Maine state authorities are testing the fox to determine if it was rabid, and even though the results were not available Monday, Heidi Blood, the animal control officer for the town, said she had a “sneaky suspicion” that the test will come back positive.

“They’re opportunistic animals, but certainly, taking on a person is not normal behavior for them,” she said of foxes.

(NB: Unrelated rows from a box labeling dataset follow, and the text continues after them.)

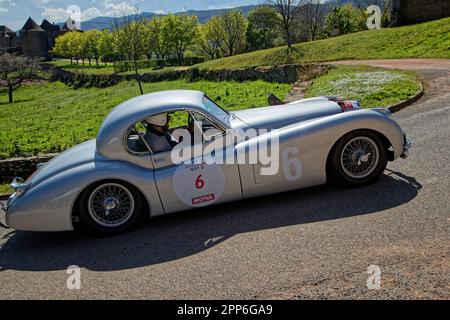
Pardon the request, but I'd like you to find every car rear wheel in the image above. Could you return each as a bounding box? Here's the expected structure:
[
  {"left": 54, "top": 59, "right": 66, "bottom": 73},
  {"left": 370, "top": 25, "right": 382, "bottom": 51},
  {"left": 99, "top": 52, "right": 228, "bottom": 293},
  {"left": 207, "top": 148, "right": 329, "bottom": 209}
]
[
  {"left": 79, "top": 181, "right": 143, "bottom": 235},
  {"left": 328, "top": 131, "right": 387, "bottom": 187}
]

The fox had been seen hanging around the neighborhood before it attacked, according to Donald Burke of Appleton, who also was attacked — but not bitten — on Sunday.

“No one had a clue it would turn on people,” he said.

But when Burke went for a walk on Appleton Ridge with his black Labrador retriever, Bella, they were startled when they came across the fox behind a stone wall. The dog went after it, and the fox turned on the dog and then came after the man.

“It grabbed my pant leg. I kicked it, then the fox ran away,” he said. “It happened so quick.”

Burke then alerted the neighboring family.

“I said, ‘Wait till you hear what just happened,’ and the girl started pointing,” Burke said. “The fox was in the dooryard, about 30 feet from the house. I said, ‘That’s the fox that attacked me.’”

The neighbor went to get a gun and the fox went after him, too. The man tripped over the fox and they ended up on the ground together, and the man was bitten on the leg before he could kill the animal.

The fox was fully grown, Burke said. He estimated it weighed at least 20 pounds. He credits his dog with helping him warn the neighborhood about the fox.

“She was protecting me,” Burke said. “If she hadn’t made me go for a walk, we wouldn’t have been aware that the fox was out there, and the neighbors could have just come home [to the fox]. Bella is going to be treated like a queen from now on.”

Rabies has been on the minds of Mainers over the past couple of years, with high-profile cases making headlines in the state and beyond. Those include the Hope woman who drowned a rabid raccoon in a puddle in 2017, a Searsmont couple that used a shovel to kill another rabid raccoon that had attacked their puppy last year and a 95-year-old Brunswick man who beat a rabid fox to death with a board in June 2018.

Rabies, a disease that’s caused by a virus, affects the brain and spinal cord and can cause death if left untreated. It is spread when a rabid animal bites or scratches a person or animal, or if the animal’s saliva or neural tissue comes in contact with a person or animal’s mouth, nose or eyes, or enters a cut in the skin, according to the Maine Center for Disease Control and Prevention.

In Maine, the most commonly infected animals are skunks, raccoons, bats and foxes, but it can infect any animal that has hair. In an unusual example, a river otter that bit a woman on a Rockland beach in 2018 tested positive for rabies.

To prevent exposure to rabies, authorities suggest avoiding contact with wild animals and make sure cats and dogs are up-to-date on rabies vaccination. That’s critical, according to Blood, the animal control officer.

“Err on the side of caution,” she said.